Judge Allen Price Walker rejected Mendoza’s arguments that Noland and Clayborne waited too long to sue in April 2021.
Today, Allen Price Walker is still a judge in Cook County’s Chancery division and Franklin Valderrama is now a federal judge of the United States District Court for the Northern District of Illinois.
Two perfectly fine jurists unanimously overturned — a stark reminder that “The Law” is often much more ambiguous and fluid than we usually like to believe.
– MrJM
- Oswego Willy - Thursday, Sep 22, 22 @ 11:56 am:
The law won.
Congratulations to Mendoza.
There should be no more confusion going forward
- Walker - Thursday, Sep 22, 22 @ 12:23 pm:
“Waited too long” doesn’t remove the underlying confusion about who has what powers over these salary actions. I wish it did.

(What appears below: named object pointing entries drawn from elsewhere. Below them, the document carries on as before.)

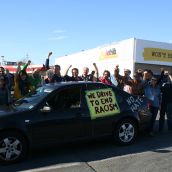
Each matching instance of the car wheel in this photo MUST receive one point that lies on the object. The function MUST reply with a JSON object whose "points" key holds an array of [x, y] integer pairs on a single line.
{"points": [[126, 132], [13, 147]]}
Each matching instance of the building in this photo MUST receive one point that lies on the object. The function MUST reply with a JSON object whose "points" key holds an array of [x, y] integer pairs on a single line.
{"points": [[130, 54]]}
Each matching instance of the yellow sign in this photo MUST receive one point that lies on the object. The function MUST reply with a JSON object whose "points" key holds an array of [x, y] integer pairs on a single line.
{"points": [[102, 103], [108, 54], [157, 54]]}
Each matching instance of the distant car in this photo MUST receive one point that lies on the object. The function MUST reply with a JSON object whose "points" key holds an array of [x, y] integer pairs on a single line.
{"points": [[70, 111]]}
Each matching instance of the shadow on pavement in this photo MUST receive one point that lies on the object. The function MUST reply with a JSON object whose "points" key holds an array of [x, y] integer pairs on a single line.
{"points": [[91, 151]]}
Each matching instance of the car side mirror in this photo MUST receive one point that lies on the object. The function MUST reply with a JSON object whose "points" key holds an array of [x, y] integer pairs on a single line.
{"points": [[46, 109]]}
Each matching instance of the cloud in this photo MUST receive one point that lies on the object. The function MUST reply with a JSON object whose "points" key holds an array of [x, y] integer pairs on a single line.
{"points": [[59, 31], [58, 38]]}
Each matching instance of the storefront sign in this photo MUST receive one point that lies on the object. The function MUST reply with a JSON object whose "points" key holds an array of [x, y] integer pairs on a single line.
{"points": [[157, 54]]}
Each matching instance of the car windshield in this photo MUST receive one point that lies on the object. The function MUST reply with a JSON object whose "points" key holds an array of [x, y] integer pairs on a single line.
{"points": [[32, 99]]}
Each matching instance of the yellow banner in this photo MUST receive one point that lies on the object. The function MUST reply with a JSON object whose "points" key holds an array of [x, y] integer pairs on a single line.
{"points": [[157, 54], [102, 103], [108, 54]]}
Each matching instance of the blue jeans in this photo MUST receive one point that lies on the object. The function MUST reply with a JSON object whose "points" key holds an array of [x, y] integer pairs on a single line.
{"points": [[169, 116], [154, 111], [165, 109]]}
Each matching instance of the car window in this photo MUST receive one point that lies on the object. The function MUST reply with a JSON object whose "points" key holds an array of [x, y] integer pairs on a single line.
{"points": [[68, 98], [96, 86]]}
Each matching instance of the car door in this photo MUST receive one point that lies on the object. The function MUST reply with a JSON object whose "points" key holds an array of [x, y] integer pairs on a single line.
{"points": [[101, 125], [67, 119]]}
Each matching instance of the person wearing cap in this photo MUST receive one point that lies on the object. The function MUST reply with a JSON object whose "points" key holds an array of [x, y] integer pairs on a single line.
{"points": [[93, 76], [166, 105], [75, 75], [153, 93], [22, 86], [5, 96], [122, 80], [106, 78]]}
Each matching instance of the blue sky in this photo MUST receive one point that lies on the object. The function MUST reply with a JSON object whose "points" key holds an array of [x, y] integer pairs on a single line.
{"points": [[35, 27]]}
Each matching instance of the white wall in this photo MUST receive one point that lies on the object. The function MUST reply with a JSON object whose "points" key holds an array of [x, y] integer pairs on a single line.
{"points": [[123, 57], [151, 52]]}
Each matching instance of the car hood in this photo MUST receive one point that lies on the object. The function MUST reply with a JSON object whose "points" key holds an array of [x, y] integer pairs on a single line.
{"points": [[7, 111]]}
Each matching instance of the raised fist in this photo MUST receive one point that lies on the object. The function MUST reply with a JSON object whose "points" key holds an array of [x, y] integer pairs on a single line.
{"points": [[49, 54]]}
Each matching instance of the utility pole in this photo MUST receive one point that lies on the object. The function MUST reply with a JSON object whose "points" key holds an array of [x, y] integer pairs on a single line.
{"points": [[2, 60]]}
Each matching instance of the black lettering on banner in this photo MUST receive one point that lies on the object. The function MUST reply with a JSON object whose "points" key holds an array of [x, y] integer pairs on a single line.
{"points": [[169, 55], [92, 102], [134, 103], [91, 96], [130, 100], [97, 102], [97, 110]]}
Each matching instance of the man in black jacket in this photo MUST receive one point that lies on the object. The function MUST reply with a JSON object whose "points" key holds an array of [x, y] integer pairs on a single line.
{"points": [[166, 104]]}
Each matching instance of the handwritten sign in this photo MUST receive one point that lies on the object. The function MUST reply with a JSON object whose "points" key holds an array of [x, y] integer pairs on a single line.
{"points": [[102, 103]]}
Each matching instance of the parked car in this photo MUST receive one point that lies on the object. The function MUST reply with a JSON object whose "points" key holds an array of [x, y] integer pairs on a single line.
{"points": [[70, 111]]}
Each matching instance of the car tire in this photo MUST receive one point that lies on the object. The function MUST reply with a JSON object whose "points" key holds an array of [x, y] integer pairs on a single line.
{"points": [[13, 147], [125, 132]]}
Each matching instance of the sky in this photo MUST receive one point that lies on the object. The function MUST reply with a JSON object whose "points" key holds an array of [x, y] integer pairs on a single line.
{"points": [[29, 29]]}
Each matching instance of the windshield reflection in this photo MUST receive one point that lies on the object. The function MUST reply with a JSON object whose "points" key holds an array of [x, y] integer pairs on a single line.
{"points": [[32, 98]]}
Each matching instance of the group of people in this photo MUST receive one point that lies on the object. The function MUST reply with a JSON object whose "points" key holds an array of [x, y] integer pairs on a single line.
{"points": [[143, 83]]}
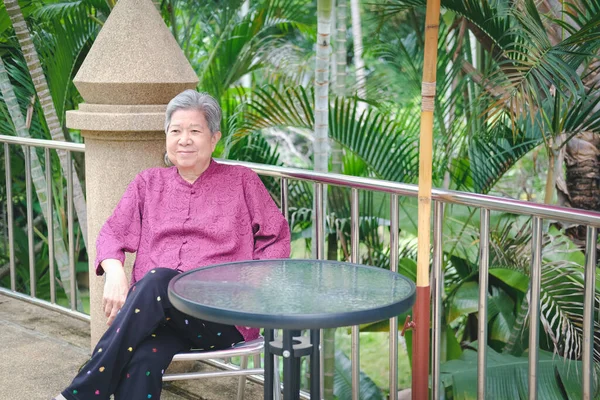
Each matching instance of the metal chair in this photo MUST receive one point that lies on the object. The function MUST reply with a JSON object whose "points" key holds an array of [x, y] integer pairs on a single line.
{"points": [[244, 350]]}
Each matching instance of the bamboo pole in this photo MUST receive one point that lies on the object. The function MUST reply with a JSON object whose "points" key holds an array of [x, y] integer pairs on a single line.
{"points": [[420, 373]]}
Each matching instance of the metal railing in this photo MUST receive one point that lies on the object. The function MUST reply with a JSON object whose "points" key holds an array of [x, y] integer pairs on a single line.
{"points": [[539, 213]]}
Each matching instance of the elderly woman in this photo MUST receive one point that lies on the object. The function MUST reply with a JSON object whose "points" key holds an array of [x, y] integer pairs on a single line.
{"points": [[194, 214]]}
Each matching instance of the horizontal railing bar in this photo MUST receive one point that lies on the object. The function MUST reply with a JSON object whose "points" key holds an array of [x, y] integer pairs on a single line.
{"points": [[43, 303], [216, 374], [492, 203], [51, 144], [260, 379]]}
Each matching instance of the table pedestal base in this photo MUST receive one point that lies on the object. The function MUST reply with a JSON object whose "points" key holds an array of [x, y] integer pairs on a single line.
{"points": [[292, 347]]}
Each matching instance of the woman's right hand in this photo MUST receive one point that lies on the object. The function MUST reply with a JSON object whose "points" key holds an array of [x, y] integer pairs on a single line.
{"points": [[115, 288]]}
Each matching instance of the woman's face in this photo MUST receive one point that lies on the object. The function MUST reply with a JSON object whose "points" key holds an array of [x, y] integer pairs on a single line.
{"points": [[189, 141]]}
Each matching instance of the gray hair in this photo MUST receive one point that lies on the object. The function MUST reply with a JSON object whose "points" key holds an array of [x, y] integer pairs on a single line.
{"points": [[192, 100]]}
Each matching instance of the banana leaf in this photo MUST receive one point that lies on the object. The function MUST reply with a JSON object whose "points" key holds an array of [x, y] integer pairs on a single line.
{"points": [[507, 376]]}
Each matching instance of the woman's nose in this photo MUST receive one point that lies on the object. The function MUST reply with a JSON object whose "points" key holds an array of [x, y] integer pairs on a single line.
{"points": [[185, 138]]}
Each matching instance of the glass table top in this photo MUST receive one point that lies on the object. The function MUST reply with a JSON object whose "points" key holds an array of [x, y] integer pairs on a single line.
{"points": [[292, 294]]}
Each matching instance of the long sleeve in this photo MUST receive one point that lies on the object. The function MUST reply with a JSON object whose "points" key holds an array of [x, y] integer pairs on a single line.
{"points": [[121, 232], [271, 230]]}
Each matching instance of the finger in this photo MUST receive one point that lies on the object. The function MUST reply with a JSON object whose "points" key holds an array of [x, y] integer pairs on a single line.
{"points": [[112, 316], [108, 308]]}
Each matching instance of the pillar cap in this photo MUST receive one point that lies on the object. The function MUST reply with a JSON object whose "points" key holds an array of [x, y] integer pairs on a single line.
{"points": [[134, 60]]}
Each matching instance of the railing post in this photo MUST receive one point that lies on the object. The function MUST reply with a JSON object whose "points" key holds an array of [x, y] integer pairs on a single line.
{"points": [[355, 243], [438, 214], [484, 262], [534, 304], [70, 224], [10, 217], [284, 198], [50, 225], [30, 246], [393, 345], [588, 312]]}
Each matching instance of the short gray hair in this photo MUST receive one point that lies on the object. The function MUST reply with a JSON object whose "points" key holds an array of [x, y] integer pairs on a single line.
{"points": [[192, 100]]}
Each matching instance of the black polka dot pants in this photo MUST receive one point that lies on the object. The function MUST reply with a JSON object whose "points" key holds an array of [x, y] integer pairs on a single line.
{"points": [[132, 355]]}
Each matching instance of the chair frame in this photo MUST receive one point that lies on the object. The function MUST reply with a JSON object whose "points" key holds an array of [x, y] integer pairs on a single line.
{"points": [[244, 350]]}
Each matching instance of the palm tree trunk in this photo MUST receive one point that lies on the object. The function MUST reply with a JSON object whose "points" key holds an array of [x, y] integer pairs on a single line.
{"points": [[582, 160], [340, 76], [39, 180], [43, 93], [322, 86], [359, 64]]}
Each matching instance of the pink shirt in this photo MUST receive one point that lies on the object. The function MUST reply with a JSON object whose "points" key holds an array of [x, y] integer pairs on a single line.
{"points": [[226, 215]]}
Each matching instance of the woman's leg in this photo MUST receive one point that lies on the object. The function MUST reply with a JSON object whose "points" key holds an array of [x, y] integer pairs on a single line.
{"points": [[142, 377], [143, 311], [200, 334]]}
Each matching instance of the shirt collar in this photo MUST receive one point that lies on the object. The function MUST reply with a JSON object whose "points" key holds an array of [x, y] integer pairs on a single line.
{"points": [[207, 172]]}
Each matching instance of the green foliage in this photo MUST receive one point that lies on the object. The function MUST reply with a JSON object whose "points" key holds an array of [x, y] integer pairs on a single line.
{"points": [[507, 376], [342, 386]]}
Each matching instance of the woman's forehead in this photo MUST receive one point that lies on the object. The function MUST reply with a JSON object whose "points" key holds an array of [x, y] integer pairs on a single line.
{"points": [[188, 118]]}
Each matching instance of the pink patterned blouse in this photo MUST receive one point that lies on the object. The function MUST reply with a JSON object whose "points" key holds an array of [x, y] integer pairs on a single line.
{"points": [[225, 215]]}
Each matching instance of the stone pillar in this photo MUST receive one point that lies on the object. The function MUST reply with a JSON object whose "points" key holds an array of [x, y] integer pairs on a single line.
{"points": [[131, 72]]}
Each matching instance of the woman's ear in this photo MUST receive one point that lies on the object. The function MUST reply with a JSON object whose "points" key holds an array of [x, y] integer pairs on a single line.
{"points": [[214, 139], [166, 160]]}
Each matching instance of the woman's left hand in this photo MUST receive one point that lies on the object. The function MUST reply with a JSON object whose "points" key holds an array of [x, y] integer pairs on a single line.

- Just Me 2 - Thursday, Sep 22, 22 @ 12:39 pm:
I’m actually gonna’ side with the legislators on this. The #1 recruitment challenge we have for the General Assembly is the low pay. It is just not a part-time job anymore. That means only the wealthy, zealots, and corrupt people are running. Anything we can do to raise them up to something better is a benefit.
- Norseman - Thursday, Sep 22, 22 @ 12:59 pm:
I’m very pleased with this opinion based on my quick reading. It sticks it to politicians who were playing games, but doesn’t approve that game.
I disagree that there’s any remaining confusion. If an unconstitutional act is taken, file for relief immediately.